Problem: Hibernate4 and Jasypt 1.9.0 would not authenticate using an encrypted password, but would authenticate fine using a plain text password. However, Hibernate3 and Jasypt 1.9.0 could utilize an encrypted password or plain text.
Background: I have recently been upgrading some stand alone desktop utilities that were written in java. They utilize Hibernate as their JPA persistence provider. They had not been using encrypted passwords. Interestingly, I have not been able to migrate from Hibernate 3 to 4 using Jasypt 1.9.0. The connection would fail as the user@host could not be authenticated (Using password = YES).

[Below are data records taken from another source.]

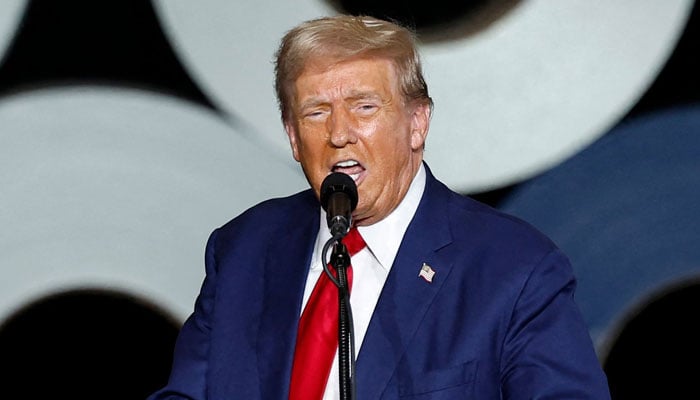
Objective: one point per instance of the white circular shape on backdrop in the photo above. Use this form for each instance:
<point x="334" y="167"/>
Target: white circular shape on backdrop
<point x="11" y="12"/>
<point x="119" y="189"/>
<point x="532" y="89"/>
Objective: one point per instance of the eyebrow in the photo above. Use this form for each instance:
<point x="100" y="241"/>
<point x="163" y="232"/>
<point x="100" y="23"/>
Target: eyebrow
<point x="353" y="95"/>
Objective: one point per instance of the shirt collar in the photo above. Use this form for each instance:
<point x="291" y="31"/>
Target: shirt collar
<point x="384" y="237"/>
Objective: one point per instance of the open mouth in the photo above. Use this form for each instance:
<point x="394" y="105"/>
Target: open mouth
<point x="349" y="167"/>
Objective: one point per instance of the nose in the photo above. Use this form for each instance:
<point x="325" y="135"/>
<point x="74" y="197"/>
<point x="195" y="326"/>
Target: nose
<point x="341" y="128"/>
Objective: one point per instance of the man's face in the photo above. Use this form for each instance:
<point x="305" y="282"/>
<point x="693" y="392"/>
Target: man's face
<point x="350" y="117"/>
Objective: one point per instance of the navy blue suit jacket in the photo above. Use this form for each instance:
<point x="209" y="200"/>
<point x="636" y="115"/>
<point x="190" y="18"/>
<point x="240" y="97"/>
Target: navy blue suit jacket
<point x="498" y="320"/>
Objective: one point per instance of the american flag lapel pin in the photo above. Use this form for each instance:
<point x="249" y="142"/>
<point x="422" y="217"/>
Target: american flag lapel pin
<point x="427" y="273"/>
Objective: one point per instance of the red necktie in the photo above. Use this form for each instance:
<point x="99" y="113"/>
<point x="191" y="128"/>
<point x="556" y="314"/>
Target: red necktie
<point x="317" y="339"/>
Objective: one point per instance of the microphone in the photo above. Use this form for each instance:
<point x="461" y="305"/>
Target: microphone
<point x="338" y="199"/>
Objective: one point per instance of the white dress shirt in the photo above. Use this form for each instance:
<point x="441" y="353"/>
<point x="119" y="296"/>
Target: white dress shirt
<point x="370" y="266"/>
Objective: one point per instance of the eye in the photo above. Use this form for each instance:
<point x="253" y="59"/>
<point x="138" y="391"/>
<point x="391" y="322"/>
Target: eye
<point x="366" y="108"/>
<point x="314" y="114"/>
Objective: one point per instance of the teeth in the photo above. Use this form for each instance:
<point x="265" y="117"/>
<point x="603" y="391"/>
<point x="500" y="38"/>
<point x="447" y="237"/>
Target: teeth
<point x="345" y="164"/>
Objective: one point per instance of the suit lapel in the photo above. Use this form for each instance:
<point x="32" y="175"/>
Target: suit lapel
<point x="286" y="269"/>
<point x="405" y="297"/>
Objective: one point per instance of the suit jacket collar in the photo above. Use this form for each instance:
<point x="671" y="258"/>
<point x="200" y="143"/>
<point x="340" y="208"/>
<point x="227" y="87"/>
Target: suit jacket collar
<point x="404" y="300"/>
<point x="285" y="268"/>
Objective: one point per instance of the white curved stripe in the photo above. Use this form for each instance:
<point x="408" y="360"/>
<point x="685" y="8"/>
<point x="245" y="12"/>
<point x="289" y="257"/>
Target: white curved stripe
<point x="120" y="189"/>
<point x="528" y="92"/>
<point x="11" y="12"/>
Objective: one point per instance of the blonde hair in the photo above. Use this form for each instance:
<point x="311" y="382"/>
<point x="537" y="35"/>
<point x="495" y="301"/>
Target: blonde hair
<point x="344" y="37"/>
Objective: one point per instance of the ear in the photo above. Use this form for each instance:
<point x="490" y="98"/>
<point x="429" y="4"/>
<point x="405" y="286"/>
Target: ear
<point x="420" y="122"/>
<point x="293" y="138"/>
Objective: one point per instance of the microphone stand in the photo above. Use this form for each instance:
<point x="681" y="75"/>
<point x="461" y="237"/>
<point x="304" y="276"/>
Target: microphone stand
<point x="340" y="260"/>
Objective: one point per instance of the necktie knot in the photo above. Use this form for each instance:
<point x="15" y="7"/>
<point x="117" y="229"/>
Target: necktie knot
<point x="317" y="339"/>
<point x="353" y="241"/>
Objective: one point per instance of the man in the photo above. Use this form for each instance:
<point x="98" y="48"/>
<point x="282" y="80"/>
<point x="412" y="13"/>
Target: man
<point x="451" y="299"/>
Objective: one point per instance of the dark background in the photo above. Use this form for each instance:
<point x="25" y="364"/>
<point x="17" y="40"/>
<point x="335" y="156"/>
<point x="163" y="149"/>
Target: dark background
<point x="91" y="344"/>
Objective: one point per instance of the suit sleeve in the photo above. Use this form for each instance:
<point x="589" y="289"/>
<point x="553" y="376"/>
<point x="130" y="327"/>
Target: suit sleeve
<point x="190" y="361"/>
<point x="548" y="352"/>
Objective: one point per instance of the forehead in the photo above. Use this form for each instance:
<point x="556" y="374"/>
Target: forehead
<point x="323" y="77"/>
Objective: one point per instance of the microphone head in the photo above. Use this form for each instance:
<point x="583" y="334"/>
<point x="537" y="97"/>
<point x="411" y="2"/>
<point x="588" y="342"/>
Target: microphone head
<point x="338" y="182"/>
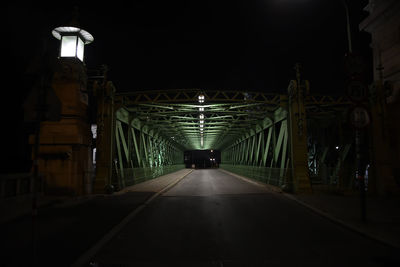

The original persistence.xml that works with Hibernate 3 is:
<persistence version="2.0" xmlns="http://java.sun.com/xml/ns/persistence" xmlns:xsi="http://www.w3.org/2001/XMLSchema-instance" xsi:schemaLocation="http://java.sun.com/xml/ns/persistence http://java.sun.com/xml/ns/persistence/persistence_2_0.xsd">
<persistence-unit name="demoPU" transaction-type="RESOURCE_LOCAL">
<property name="hibernate.connection.provider_class" value="org.jasypt.hibernate3.connectionprovider.EncryptedPasswordC3P0ConnectionProvider"/>
<property name="hibernate.connection.encryptor_registered_name" value="hibernateEncryptor"/>
<property name="hibernate.connection.password" value="ENC(8VYGVbnlbSf5Y4vllKEKyg==)"/>
<property name="hibernate.connection.url" value="jdbc:mysql://localhost:3697/til_lab"/>
<property name="hibernate.connection.username" value="root"/>
Changes to move from Hibernate 3 to 4:
• The libraries for Hibernate3 were replaced with those from Hibernate4
• hibernate.connection.provider_class was changed from
•Additionally, the Jasypt libraries were swapped out:
Result: With the above changes implemented, the use of and encrypted password in the persistence.xml would cause connection authentication to fail. A plain text password in the persistence.xml caused no problems.
Discussion: Upon further investigation of the objects, it the encrypted password is stored properly in the EntityManagerFactory as ENC(...). It seems as though the encrypted password connection provider is not decrypting the password when a connection is attempted.
The odd thing is that both simple and c3p0 encrypted connection providers function (for plain text and encrypted passwords) when using Hibernate3 as a provider, but neither of the Hibernate 4 seem to handle encrypted passwords.
As a consequence, the applications will have to continue to utilize the Hibernate3 libraries. I would like to know if anyone has any reasonable explanation for the observed behavior.